Come si determina il rating
Alla base del processo vi è il Sovereign Rating Model (SRM) di Fitch, un algoritmo che pesa 18 variabili macroeconomiche e fiscali: debito/PIL, deficit, debito/entrate fiscali, inflazione, crescita del PIL, bilancia delle partite correnti, posizione patrimoniale netta sull’estero, riserve valutarie. Il modello restituisce un punteggio numerico che viene tradotto in un intervallo di rating.

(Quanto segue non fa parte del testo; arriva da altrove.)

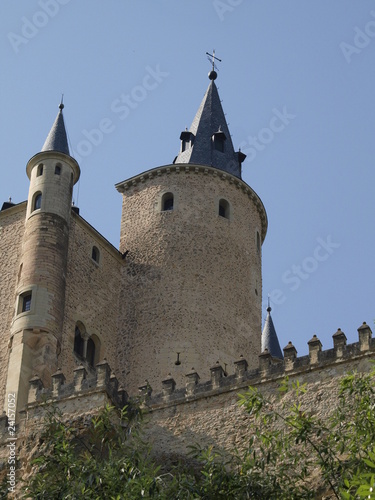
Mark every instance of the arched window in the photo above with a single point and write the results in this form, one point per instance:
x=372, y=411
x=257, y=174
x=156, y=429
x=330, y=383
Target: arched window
x=223, y=208
x=86, y=346
x=37, y=203
x=167, y=202
x=258, y=242
x=95, y=254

A questa fase algoritmica si aggiunge la Qualitative Overlay (QO), ossia il giudizio del comitato che corregge il risultato per tener conto di fattori non misurabili: stabilità politica, riforme strutturali, qualità della governance. In media, il peso della parte quantitativa si stima intorno al 70–75%, mentre il contributo qualitativo incide per un 25–30% (IMF, Sovereign Ratings Methodologies, 2023).
Italia 2021 vs Italia 2025: i numeri del cambiamento
Il confronto tra 2021 e 2025 evidenzia bene perché Fitch abbia deciso l’upgrade.
| Indicatore | Italia 2021 | Italia 2025 | Peso stimato nel rating |
|---|---|---|---|
| Debito/PIL | ~150% | ~137% | 40% |
| Deficit/PIL | 9,5% | <3% | 20% |
| Costo medio del debito | Spread elevato, costo in crescita | Spread ridotto, costo stabile | 15% |
| Crescita PIL | Rimbalzo +8,3% post-Covid (volatilità) | Crescita modesta ma stabile (0,7–1%) | 10% |
| Governance e stabilità politica | Emergenza pandemica, governi instabili | Maggiore stabilità percepita, impegni PNRR | 10% |
| Posizione esterna | Shock energetici, dipendenza importazioni | Miglior bilancia corrente, backstop UE | 5% |
Nel 2021, il SRM collocava l’Italia in area BBB–/BBB, con un rating effettivo di BBB–. Nel 2025, lo stesso modello assegna addirittura un punteggio equivalente a “A”, ma il comitato ha corretto al ribasso a BBB+ per i rischi ancora presenti (Fitch Ratings, 2025).
Cosa manca all’Italia per diventare una Svezia
Il grafico radar che abbiamo elaborato mostra chiaramente le aree di divergenza. La Svezia, con debito/PIL al 30% e avanzo di bilancio ricorrente, gode di un margine fiscale che l’Italia non ha. Il costo medio del debito svedese è prossimo allo zero, il PIL pro capite supera i 60.000 dollari, la crescita è stabile e le istituzioni politiche sono percepite come solide e trasparenti.

Per colmare il divario, l’Italia dovrebbe:
- Ridurre il debito pubblico almeno sotto l’80% del PIL;
- Consolidare saldi di bilancio positivi nel medio periodo;
- Rafforzare la crescita strutturale e la produttività;
- Stabilizzare il quadro politico e migliorare l’efficienza amministrativa;
- Accrescere la posizione esterna netta e ridurre la dipendenza energetica.
Conclusione
Il passaggio da BBB– nel 2021 a BBB+ nel 2025 è un segnale incoraggiante: significa che i mercati riconoscono progressi nella disciplina fiscale e nella credibilità dell’Italia. Tuttavia, la strada verso il livello AAA della Svezia resta lunga e impervia: non bastano correzioni cicliche, occorre un vero salto strutturale.
In sintesi, l’Italia ha recuperato fiducia, ma deve ancora dimostrare di saperla consolidare e trasformare in un vantaggio permanente.